The term "include" and variations thereof as used herein are open-ended, i.e., "including but not limited to". The term "based on" is "based, at least in part, on". The term "one embodiment" means "at least one embodiment"; the term "another embodiment" means "at least one additional embodiment"; the term "some embodiments" means "at least some embodiments". Relevant definitions for other terms will be given in the following description.

It should be noted that the terms "first", "second", and the like in the present disclosure are only used for distinguishing different devices, modules or units, and are not used for limiting the order or interdependence relationship of the functions performed by the devices, modules or units.

It is noted that references to "a", "an", and "the" modifications in this disclosure are intended to be illustrative rather than limiting, and that those skilled in the art will recognize that "one or more" may be used unless the context clearly dictates otherwise.

The names of messages or information exchanged between devices in the embodiments of the present disclosure are for illustrative purposes only, and are not intended to limit the scope of the messages or information.

Referring to fig. 1, a flow of one embodiment of a testing method according to the present disclosure is shown. The test method is applied to the terminal equipment.
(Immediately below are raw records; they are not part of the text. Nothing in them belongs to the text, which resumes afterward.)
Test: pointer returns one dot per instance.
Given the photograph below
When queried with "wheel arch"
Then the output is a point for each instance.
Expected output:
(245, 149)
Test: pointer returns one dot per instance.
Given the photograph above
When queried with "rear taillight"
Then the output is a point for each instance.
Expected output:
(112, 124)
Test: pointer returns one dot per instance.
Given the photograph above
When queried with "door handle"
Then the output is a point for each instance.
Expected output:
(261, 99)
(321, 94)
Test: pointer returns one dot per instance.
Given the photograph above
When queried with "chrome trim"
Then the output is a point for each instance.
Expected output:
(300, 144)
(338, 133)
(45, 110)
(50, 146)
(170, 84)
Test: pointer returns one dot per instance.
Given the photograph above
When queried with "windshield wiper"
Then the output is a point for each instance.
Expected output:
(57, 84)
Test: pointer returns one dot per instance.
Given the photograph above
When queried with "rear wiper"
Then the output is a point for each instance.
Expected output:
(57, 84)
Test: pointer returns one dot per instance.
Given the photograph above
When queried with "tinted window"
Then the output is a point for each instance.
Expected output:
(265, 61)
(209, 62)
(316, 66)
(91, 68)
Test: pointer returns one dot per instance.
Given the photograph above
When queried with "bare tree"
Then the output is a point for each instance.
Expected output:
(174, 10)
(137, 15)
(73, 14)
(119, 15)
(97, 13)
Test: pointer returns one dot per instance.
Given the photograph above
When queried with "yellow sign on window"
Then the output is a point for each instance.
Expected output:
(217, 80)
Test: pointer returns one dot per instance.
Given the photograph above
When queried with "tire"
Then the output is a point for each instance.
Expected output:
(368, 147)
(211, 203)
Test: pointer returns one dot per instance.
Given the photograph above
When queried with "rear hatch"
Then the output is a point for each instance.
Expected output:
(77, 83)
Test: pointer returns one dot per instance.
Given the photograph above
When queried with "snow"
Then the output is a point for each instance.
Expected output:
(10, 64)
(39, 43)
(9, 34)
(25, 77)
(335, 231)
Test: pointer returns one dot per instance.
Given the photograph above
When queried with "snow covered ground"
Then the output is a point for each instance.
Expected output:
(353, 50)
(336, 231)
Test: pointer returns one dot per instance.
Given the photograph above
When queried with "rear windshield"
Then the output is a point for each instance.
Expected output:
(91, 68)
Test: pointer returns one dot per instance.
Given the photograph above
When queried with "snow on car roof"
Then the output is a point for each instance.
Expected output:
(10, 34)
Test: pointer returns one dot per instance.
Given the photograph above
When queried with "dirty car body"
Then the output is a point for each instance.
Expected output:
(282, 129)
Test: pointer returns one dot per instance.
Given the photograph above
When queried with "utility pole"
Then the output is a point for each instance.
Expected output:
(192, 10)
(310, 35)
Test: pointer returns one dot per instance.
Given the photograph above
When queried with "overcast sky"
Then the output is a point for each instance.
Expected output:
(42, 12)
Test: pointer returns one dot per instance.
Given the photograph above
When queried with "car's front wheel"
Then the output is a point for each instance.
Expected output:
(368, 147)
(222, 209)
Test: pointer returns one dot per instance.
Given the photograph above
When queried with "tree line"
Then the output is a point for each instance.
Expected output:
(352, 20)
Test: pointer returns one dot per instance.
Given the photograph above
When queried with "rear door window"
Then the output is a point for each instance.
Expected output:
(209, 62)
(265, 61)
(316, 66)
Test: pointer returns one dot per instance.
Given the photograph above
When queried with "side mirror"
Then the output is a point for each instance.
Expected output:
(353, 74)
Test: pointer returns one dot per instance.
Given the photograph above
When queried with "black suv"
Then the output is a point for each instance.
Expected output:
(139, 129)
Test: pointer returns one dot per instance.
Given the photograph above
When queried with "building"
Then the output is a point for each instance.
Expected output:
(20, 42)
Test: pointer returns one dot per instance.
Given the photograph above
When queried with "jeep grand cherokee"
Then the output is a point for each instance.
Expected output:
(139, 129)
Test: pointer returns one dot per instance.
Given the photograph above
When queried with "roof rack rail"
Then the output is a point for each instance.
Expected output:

The test method as shown in fig. 1 includes the following steps:

step 101, determining whether to test the target API call code based on at least one predetermined first URL and a second URL corresponding to the target API call code.
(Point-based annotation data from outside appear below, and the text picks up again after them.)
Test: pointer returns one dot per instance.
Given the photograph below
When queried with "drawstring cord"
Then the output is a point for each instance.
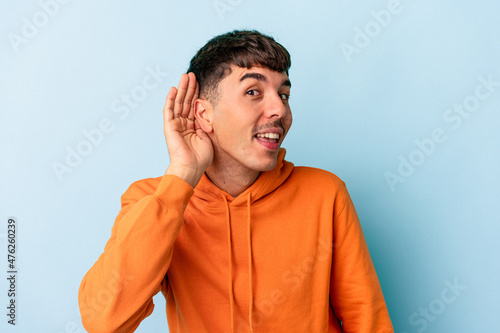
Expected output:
(250, 308)
(249, 236)
(231, 296)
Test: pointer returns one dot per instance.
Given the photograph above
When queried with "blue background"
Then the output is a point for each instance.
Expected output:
(357, 113)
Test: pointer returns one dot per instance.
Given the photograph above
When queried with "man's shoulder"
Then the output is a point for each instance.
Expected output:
(316, 176)
(141, 188)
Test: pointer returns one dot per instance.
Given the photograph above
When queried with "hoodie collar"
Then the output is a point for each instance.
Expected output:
(267, 182)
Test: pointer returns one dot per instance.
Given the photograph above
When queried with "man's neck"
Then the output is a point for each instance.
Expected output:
(231, 179)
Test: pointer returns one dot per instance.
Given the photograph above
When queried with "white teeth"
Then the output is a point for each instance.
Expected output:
(269, 136)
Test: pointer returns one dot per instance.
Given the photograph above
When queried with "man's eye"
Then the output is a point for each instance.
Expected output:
(285, 97)
(253, 92)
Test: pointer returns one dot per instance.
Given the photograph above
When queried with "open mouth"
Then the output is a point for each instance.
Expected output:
(268, 137)
(269, 140)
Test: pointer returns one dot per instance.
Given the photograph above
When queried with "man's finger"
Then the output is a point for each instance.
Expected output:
(181, 93)
(191, 90)
(193, 103)
(168, 109)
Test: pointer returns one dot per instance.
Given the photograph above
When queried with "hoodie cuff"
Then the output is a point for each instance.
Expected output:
(174, 193)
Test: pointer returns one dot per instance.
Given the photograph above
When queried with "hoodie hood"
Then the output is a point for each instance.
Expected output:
(266, 183)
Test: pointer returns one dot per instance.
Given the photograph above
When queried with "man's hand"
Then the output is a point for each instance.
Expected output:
(190, 149)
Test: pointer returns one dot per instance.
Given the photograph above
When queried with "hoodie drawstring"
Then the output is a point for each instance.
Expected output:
(250, 310)
(230, 252)
(231, 296)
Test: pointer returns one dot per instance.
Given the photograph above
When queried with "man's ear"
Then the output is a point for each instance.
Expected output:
(203, 112)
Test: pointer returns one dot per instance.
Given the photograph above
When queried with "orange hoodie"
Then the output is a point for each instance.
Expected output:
(286, 255)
In this embodiment, an execution subject (for example, a terminal device) of the test method may determine whether to test the target API call code based on at least one predetermined first URL and a second URL corresponding to the target API call code.

Here, the target API call code is API call code executed in response to the first trigger operation.

It is understood that an Application Programming Interface (API) may be a predefined function for implementing a contract for joining different components of a software system. The goal is to provide applications and developers the ability to access a set of routines based on certain software or hardware without having to access native code or understand the details of the internal workings.

Here, a Uniform Resource Locator (URL) may indicate a path of the API provided by the server.

Generally, the execution subject may preset a plurality of API call codes, and the plurality of API call codes may be partly tested and partly not tested. At least one first URL may be predetermined, and the first URL may indicate an API call code that needs to be tested.

In this embodiment, at least one API calling code may be set in the execution body. The target API calling code may be any one of the at least one API calling codes.

By way of example, the execution agent may include at least one of the following API call codes, but is not limited to: search API call codes, login API call codes, upload data API call codes, and the like.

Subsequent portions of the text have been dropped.